Most MA systems mainly focus on security solutions for the protection of agent platforms,
whereas the issue of protecting agents from possibly malicious hosting execution sites is often
neglected and rarely addressed.
With regard to agent platform protection, most common approaches rely on cryptographic
mechanisms that permit to verify the identity of the agent owner, to assign access restrictions to the
agent based on the owner identity/role and to execute agents in a secure environment that can
enforce these restrictions.
In the Concordia system the agent platform protection is achieved through agent authentication
and resource access control [42]. Any Concordia agent has a unique identity associated with the
identity of the user that has launched it. Resource control is based on the Java 1.1 security model
and relies on simple access control lists that allow or deny access to resources on the basis only of
agent identities.
Voyager implements a proprietary security manager to restrict agent operations with the
drawback of modifying the security manager implementation if any security policy changes [43]. In
Grasshopper, customizable access control lists rule agent access to resources on the basis of the
identity of the agent and of the group that it belongs to [44].
15
The Aglets system provides an aglet Security Manager to implement own security policies [31].
The behavior of the Security Manager cannot be changed directly, but via a GUI tool or directly
editing policy files.
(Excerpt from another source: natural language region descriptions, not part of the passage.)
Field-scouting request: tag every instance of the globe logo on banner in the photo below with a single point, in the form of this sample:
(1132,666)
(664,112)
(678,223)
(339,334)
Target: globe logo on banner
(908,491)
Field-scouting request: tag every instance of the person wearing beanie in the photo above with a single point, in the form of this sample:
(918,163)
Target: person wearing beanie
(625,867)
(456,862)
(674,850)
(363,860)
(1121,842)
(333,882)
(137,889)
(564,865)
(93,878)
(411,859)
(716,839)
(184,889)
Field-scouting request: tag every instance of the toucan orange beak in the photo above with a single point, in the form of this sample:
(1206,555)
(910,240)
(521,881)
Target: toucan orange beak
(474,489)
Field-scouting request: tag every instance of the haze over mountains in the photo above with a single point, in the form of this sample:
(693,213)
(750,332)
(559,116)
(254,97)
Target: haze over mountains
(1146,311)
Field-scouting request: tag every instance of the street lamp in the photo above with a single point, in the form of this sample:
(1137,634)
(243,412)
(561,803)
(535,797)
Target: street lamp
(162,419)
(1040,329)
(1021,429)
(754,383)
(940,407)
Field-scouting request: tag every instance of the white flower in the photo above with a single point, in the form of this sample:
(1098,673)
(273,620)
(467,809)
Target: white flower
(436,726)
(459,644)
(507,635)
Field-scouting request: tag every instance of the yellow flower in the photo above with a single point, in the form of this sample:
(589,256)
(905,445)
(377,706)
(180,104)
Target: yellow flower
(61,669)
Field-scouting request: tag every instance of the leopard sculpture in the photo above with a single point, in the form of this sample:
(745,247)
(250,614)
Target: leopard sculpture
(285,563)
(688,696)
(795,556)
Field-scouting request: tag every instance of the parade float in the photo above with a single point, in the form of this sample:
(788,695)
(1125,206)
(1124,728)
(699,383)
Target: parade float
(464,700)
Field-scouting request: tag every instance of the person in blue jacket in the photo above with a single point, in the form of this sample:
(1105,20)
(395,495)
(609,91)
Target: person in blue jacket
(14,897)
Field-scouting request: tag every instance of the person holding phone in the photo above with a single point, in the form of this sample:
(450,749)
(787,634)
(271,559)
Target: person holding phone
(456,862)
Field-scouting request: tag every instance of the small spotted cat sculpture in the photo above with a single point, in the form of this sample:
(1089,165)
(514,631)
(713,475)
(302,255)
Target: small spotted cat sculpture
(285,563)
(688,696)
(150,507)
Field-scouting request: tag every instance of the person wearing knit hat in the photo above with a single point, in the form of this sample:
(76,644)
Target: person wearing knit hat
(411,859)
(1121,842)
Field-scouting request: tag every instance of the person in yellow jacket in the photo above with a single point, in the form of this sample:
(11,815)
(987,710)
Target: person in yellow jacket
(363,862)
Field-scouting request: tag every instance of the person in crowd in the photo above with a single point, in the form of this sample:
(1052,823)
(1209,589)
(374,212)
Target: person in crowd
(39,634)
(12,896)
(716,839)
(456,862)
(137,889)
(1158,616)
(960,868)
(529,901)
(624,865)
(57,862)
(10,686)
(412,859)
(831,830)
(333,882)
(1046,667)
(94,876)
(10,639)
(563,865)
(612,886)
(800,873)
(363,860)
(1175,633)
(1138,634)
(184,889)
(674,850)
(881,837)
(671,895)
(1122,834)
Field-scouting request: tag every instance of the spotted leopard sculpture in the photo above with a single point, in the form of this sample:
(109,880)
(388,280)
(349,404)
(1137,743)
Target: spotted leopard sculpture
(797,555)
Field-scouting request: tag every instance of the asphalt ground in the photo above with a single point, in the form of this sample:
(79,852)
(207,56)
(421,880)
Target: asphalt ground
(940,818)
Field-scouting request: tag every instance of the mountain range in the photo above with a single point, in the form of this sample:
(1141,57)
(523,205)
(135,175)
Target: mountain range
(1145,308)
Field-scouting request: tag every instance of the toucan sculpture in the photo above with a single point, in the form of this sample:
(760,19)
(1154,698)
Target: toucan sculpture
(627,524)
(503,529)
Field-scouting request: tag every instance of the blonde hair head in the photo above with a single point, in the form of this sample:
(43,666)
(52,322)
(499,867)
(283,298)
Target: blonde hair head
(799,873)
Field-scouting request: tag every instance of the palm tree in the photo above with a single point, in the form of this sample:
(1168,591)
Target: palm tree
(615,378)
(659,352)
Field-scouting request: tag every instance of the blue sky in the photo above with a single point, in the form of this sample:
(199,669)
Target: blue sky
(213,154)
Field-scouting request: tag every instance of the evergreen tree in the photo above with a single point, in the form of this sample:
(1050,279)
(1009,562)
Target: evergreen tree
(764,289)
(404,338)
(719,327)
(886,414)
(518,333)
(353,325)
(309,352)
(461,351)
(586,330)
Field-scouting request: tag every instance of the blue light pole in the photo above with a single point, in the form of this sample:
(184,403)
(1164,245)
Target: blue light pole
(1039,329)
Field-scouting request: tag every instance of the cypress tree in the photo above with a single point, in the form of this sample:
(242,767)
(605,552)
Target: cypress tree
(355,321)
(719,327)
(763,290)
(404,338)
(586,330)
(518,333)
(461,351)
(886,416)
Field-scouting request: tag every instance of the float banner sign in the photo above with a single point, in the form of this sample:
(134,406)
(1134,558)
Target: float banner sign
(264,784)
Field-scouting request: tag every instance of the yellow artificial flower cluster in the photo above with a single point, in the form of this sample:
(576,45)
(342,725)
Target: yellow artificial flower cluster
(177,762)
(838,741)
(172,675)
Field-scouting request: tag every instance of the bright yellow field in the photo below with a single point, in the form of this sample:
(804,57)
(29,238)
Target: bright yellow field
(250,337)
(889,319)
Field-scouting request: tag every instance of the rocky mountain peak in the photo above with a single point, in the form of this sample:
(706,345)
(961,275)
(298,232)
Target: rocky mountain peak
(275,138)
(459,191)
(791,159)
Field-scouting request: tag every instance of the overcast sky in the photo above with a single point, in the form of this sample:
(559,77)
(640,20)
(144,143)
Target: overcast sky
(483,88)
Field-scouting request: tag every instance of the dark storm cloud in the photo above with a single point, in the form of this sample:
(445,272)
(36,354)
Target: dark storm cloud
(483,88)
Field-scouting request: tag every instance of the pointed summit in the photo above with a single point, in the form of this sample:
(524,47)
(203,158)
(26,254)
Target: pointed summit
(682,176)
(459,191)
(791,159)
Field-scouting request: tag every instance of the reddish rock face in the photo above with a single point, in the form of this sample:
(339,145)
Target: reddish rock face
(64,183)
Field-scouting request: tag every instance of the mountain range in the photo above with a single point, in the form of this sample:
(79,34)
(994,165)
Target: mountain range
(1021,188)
In the Aglet security model, agents can access resources depending on their
associated principles, i.e. entities that can be authenticated. Examples of defined principles include
the agent, the agent developer and the agent owner.
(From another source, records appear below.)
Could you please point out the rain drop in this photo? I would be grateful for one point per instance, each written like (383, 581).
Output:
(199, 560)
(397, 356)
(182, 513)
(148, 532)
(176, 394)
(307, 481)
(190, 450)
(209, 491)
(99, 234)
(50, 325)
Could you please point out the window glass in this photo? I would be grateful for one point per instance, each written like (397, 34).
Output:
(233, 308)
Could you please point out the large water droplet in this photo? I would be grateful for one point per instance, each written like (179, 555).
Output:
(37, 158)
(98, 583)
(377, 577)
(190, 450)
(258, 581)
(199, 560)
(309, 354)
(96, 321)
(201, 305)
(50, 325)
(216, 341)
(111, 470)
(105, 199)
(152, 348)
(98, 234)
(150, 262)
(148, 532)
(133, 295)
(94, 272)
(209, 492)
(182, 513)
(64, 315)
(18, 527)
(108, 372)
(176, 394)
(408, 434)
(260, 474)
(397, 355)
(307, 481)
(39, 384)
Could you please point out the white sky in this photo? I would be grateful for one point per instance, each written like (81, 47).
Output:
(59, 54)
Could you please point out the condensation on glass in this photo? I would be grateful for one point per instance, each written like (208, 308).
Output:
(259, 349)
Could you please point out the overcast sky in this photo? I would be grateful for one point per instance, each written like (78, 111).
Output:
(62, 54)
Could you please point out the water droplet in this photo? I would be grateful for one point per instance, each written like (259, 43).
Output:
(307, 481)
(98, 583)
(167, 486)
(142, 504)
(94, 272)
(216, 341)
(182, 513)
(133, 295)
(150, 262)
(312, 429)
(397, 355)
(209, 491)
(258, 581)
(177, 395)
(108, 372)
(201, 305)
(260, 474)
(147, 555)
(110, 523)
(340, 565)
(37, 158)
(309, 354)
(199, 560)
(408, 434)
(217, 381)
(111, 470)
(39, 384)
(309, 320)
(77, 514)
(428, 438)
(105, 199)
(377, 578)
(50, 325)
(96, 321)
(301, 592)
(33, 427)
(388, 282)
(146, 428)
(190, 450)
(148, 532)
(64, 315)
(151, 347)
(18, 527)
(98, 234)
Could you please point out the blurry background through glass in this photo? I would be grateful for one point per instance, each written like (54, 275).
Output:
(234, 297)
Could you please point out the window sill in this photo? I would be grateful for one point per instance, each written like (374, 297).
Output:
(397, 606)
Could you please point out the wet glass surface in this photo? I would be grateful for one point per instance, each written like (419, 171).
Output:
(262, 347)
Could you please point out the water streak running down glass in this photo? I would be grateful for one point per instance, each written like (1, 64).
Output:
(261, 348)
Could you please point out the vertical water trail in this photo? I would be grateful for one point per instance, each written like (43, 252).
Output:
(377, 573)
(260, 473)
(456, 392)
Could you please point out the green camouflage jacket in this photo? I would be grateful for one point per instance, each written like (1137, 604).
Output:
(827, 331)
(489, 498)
D'Agents authenticates the owner of an agent, assigns resource limits to the agent based on this
identity and enforces those limits [45]. Resources are divided into indirect resources that are
accessed through another agent and built-in resources that are directly accessible through language
primitives. The agent that controls an indirect resource enforces its own access restrictions. For
builtin resources there are some absolute access policies that are enforced by the server.
Ajanta protects hosting resources through an ad-hoc Security Manager that uses identity-based
access control lists to grant or deny agent access [46]. The Ajanta Security Manager is used only for
mediating access to system-level resources. For all application-defined resources, Ajanta uses a
proxy-based mechanism where a proxy intercepts agent requests and denies or grants access based
on its own security policy and on the agent’s credentials, i.e. tamperproof information including the
agent owner.
The MARISM-A platform provides security mechanisms to protect migration, confidentiality and
integrity of agents [47]. MARISM-A is based on Java and is very similar to other existing agent
platforms, like Grasshopper, but its main different feature is its simple extensibility. In fact, its core
provided features, like confidentiality and authentication for agent communication, can be extended
with some more complex security mechanisms. For example, an extension of MARISM-A core
security model exploits SPKI (Simple PKI) features to realize a role based access control model.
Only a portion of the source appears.